Sunday 17 August 2014

Modelling the #Indyref outcome probabilities

Given the latest poll-of-poll results (courtesy of @WhatScotsThink on Twitter) and the betting exchange implied probabilities (courtesy of @neiledwardlovat on Twitter) pertaining to the upcoming Scottish Independence Referendum, I thought it would be interesting to combine these sources of information into (approximate) probability density functions for YES and for NO, respectively.

Meaningful criteria for the approximate probability distributions


In advance of the actual referendum on 18 September 2014 (which will settle the matter once and for all), assume that the proportion of voters who will vote YES can be modelled as a random variable, denoted Y. Likewise, for the proportion of voters who will vote NO, denoted N. Although the true probability density functions for these random variables are fundamentally unknown, meaningful estimates of the distributions can be derived given that they should reasonably satisfy the following criteria:

  • The Expected Value (approximated by the Mean or Average) of the given distribution should reflect the result of the aggregate of all the official polls conducted to date. Note: this criterion is only justifiable if the polls can be considered as truly representative of the actual full voting population. This is, of course, a highly debatable assertion, one extreme view being that "opinion polls are meaningless". But for the sake of current argument, the assertion that the polls are indeed representative, will be considered as valid.
  • The integral of the distribution (or "area under the probability density function" or "cumulative density function (cdf)") evaluated over the range from 0.5 to 1 (50% to 100%) should correspond to the implied probabilities ("chance of YES winning", and "chance of NO winning", respectively) from the betting exchange data. It could be viewed that this is a considerably less justifiable criterion than the previous, but on the basis that "the bookies are seldom wrong", it seems like quite a reasonable assertion. After all, the betting exchange data is "crowd-sourced" in that it reflects the combined "beliefs" of many thousands of punters, i.e.,  potential voters. Also, there is no other readily available source of such information, with the exception of the polling data itself (utilised in the previous criterion). However, modelling probability distributions on just the polling data would lead to much narrower distributions (i.e., suggesting considerably less uncertainty) than implied from the betting exchange data. Or put another way, the betting exchange data in effect incorporates the (potentially real) broader uncertainties than captured in the polling data alone. 

The Beta Distribution


Since the probability distributions for Y and N are fundamentally unknown, we are free to build models which meet the criteria presented above. A good candidate is the Beta Distribution which is often used for the purpose at hand, i.e., to devise a meaningful probability distribution for election outcomes involving two choices. One of the benefits of using the Beta Distribution  is that it is formally (structurally) similar to the Binomial Distribution which is widely used for modelling polling results.

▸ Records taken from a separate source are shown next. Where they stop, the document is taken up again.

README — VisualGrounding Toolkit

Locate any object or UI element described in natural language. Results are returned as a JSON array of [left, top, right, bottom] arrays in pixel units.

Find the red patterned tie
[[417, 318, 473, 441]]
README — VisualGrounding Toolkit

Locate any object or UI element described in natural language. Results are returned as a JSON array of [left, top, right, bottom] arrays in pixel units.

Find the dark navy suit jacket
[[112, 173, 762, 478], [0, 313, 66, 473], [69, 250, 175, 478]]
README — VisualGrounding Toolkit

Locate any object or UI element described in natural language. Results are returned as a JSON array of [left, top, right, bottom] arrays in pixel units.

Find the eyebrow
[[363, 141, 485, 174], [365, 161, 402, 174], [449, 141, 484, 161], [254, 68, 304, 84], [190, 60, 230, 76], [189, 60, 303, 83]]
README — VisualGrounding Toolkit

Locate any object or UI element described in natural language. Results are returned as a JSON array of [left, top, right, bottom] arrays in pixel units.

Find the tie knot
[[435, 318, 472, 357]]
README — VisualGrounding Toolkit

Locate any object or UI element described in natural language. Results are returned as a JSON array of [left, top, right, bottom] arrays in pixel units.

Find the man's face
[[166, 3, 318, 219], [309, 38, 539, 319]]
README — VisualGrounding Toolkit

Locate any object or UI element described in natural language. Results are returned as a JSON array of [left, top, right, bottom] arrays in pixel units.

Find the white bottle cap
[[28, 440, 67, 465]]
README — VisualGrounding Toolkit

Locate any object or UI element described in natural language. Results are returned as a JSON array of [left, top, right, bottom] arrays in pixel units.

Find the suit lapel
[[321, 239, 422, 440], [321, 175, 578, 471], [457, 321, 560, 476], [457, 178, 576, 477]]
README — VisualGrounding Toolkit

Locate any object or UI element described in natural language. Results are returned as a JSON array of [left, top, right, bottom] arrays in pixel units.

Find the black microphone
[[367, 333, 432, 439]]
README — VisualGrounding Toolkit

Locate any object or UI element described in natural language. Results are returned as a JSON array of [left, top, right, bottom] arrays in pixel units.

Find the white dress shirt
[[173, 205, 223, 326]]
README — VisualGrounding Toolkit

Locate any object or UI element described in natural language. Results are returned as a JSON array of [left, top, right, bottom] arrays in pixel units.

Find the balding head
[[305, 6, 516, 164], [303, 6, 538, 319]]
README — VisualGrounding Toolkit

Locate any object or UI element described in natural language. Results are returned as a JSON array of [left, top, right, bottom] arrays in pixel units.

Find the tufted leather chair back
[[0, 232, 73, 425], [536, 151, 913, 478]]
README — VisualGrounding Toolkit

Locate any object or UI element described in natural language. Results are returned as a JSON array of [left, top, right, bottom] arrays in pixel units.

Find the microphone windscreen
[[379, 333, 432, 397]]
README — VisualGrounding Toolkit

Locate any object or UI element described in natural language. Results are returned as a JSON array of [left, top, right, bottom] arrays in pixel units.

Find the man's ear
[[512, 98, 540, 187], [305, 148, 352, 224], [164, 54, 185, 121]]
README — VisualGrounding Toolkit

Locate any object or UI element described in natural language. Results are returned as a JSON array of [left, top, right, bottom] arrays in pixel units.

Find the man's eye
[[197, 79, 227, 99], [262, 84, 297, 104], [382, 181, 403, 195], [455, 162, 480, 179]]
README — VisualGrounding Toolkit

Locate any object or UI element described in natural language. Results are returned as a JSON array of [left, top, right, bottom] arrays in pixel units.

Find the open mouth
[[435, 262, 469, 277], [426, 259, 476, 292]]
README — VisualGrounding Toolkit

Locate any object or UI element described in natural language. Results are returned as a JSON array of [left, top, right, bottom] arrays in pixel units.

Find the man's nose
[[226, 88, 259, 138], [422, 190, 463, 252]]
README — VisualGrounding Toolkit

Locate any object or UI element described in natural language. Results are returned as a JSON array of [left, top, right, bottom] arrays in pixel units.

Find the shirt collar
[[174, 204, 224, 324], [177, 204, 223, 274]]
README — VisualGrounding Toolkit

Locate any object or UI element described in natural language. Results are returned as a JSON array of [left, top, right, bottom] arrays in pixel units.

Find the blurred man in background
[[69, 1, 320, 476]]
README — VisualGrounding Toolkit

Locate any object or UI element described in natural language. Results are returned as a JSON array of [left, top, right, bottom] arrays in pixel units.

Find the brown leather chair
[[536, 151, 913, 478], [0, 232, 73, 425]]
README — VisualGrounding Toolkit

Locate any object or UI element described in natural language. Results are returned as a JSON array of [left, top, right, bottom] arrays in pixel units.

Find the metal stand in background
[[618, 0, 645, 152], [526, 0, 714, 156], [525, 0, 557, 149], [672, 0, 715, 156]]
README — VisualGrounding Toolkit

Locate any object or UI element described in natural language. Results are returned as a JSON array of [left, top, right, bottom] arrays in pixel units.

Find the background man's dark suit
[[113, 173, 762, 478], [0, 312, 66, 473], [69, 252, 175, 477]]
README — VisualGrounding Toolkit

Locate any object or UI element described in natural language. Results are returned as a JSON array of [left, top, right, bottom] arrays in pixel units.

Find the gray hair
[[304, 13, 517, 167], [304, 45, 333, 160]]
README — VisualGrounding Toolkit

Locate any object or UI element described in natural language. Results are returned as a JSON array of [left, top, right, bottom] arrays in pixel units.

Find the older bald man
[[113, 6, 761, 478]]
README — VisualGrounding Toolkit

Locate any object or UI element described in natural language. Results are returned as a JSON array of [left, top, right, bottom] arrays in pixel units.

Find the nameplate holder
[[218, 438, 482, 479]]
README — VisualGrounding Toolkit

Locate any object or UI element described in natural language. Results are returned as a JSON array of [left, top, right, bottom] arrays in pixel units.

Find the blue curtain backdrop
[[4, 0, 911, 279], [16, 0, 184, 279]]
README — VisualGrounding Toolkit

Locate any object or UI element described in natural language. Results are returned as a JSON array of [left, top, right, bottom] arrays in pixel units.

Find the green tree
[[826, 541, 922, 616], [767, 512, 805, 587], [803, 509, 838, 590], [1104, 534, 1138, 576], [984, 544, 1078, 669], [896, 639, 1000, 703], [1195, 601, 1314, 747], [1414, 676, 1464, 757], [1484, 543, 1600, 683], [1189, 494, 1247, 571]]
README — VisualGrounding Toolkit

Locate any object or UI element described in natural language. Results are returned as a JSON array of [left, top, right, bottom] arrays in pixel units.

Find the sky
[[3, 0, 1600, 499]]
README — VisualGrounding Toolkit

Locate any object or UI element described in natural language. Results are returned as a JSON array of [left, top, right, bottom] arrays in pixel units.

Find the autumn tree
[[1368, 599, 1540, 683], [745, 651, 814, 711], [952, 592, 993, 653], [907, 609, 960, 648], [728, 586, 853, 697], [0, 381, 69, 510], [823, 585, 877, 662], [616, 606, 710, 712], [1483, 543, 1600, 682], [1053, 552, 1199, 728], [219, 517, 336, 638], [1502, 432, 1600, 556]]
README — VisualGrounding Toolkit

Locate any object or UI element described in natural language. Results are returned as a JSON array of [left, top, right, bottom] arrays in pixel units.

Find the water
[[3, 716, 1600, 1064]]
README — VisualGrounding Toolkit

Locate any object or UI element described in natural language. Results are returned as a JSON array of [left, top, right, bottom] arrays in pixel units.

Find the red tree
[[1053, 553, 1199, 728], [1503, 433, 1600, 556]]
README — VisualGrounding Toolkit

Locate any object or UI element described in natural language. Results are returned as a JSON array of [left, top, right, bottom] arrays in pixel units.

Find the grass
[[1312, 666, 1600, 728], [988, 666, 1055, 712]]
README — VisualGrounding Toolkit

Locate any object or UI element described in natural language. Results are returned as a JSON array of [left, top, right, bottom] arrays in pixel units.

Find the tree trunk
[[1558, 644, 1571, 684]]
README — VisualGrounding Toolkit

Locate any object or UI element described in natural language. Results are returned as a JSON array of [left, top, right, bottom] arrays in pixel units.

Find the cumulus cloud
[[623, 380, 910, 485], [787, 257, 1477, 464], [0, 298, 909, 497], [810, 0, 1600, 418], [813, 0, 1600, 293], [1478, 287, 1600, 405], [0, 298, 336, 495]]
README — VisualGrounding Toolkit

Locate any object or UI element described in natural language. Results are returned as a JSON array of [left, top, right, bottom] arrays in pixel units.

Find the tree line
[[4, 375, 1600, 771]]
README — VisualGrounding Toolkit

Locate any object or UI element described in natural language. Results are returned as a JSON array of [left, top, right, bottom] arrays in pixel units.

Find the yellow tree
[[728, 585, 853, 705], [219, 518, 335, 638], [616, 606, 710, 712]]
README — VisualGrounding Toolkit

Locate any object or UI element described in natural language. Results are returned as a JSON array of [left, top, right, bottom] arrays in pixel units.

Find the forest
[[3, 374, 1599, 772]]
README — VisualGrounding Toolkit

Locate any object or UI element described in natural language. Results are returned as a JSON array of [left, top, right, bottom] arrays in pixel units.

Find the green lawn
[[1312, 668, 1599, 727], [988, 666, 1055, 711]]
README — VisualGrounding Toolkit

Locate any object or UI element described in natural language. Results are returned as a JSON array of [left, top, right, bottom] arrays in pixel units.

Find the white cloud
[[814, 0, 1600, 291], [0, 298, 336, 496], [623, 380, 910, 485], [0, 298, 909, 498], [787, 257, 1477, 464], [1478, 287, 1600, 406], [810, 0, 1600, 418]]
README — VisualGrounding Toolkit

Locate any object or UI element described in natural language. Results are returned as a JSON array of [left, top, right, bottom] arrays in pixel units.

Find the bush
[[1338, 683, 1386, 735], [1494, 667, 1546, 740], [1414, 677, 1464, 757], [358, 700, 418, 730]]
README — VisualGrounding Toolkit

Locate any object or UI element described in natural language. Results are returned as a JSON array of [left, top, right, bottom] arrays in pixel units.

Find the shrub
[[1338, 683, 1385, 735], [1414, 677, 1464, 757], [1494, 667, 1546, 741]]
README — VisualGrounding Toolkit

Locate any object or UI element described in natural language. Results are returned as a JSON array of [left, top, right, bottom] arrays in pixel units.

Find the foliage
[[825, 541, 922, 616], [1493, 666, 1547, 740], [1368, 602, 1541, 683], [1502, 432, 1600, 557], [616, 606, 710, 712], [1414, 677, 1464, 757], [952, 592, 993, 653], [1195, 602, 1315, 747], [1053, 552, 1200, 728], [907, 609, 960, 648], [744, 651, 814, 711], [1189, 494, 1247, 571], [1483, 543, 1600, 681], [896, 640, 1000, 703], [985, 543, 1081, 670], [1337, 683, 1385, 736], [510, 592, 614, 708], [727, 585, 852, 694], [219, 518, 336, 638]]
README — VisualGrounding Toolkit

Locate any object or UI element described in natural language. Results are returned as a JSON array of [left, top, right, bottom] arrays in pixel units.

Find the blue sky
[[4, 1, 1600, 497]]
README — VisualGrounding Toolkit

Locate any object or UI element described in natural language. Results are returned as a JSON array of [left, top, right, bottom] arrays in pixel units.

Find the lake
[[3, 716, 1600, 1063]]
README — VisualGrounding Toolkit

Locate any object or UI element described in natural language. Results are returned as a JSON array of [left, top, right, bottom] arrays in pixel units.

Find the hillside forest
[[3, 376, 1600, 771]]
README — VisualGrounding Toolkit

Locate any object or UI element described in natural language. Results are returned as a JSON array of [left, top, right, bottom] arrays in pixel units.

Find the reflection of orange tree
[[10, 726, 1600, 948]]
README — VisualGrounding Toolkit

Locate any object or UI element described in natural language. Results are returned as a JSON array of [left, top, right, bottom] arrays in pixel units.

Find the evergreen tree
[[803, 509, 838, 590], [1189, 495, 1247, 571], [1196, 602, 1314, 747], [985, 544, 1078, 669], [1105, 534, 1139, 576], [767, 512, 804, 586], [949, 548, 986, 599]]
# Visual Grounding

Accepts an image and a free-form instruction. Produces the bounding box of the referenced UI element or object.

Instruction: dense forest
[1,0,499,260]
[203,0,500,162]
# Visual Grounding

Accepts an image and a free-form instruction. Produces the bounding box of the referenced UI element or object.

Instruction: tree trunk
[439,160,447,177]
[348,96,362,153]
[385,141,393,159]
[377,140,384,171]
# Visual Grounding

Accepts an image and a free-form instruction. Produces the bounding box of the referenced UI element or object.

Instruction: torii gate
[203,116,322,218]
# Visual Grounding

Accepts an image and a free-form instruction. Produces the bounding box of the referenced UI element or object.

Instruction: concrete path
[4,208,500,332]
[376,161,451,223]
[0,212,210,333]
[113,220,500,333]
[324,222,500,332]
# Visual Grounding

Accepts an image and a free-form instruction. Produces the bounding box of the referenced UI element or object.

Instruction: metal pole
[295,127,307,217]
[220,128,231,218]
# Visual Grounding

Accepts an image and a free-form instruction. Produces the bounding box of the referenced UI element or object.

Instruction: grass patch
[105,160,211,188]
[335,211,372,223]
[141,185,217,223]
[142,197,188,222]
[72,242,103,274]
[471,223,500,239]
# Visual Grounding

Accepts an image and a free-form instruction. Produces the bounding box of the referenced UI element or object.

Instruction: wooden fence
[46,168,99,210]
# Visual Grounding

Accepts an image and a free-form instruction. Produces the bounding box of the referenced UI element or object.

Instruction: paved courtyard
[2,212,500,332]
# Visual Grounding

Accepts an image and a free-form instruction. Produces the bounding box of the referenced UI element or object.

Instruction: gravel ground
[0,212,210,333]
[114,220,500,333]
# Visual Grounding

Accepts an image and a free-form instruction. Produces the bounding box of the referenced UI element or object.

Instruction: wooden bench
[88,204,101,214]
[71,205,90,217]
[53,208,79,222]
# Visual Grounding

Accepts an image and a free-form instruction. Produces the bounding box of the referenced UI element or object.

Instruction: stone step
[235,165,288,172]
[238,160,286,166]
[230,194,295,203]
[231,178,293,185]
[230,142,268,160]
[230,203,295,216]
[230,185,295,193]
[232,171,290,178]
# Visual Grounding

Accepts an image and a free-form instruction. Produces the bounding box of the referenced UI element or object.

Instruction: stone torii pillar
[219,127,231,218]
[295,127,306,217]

Taken together, these two distributions can be combined via Bayesian Inference to provide an updated-distribution-after-most-recent-poll which, is itself a Beta Distribution. This useful and interesting aspect will not be pursued at present. 

The Beta Distribution has two parameters, denoted A ("alpha") and B ("beta"). The numerical size of these determines the sharpness/certainty (or broadness/uncertainty) with large numerical values representing narrow distributions (i.e., with more certainty), and smaller numerical values representing broad distributions (i.e., with more uncertainty). Also, if A and B are numerically equal, the distribution is symmetric about a Mean value of 0.5 (50%). Unequal values for  A and B allow for skewed (non-symmetric) distributions with Mean values different from 0.5.

By trial-and-error, it is straightforward to determine the parameters (A, B) for the Beta Distributions which satisfy the criteria described earlier for both YES and NO. The results of these parameterisations are presented in the distributions below.

Probability Density Function (pdf) for YES


Probability Density Function (pdf) of a Beta Distribution parameterised (with A=21, B=27.89) to represent the random variable Y (or YES) based on polling data and betting exchange data as of 17 August 2014.  The Mean of the distribution (indicated by the dotted vertical line) is 0.43 corresponding to the poll-of-polls data which suggests that 43% will vote YES. The cumulative density evaluated from 0.5 to 1 (i.e., the area of the blue shaded region)  representing the probability that Y will exceed 0.5 i.e., that YES will win, is 0.15  in accordance with the 15% implied probability from the betting exchange data.

Probability Density Function (pdf) for NO


Probability Density Function (pdf) of a Beta Distribution parameterised (with A=30.3, B=22.81) to represent the random variable N (or NO) based on polling data and betting exchange data as of 17 August 2014.  The Mean of the distribution (indicated by the dotted vertical line) is 0.57 corresponding to the poll-of-polls data which suggests that 57% will vote NO. The cumulative density evaluated from 0.5 to 1 (i.e., the area of the blue shaded region)  representing the probability that N will exceed 0.5 i.e., that NO will win, is 0.86  in accordance with the 86% implied probability from the betting exchange data.

What are these good for ?


I would suggest that these approximate distributions, derived in accordance with the criteria presented, might be useful for anybody interested in exploring the statistics of #Indyref.  For example, if you are inclined to build a Bayesian Inference model for monitoring how the probabilities evolve following successive polls in the days leading up to 18 September 2014, these distributions might serve as usable "priors". Then again, all must be taken with a (large?) pinch of salt, since the assumptions and data used for deriving the distributions, by their very nature, may turn out to be non-valid :-)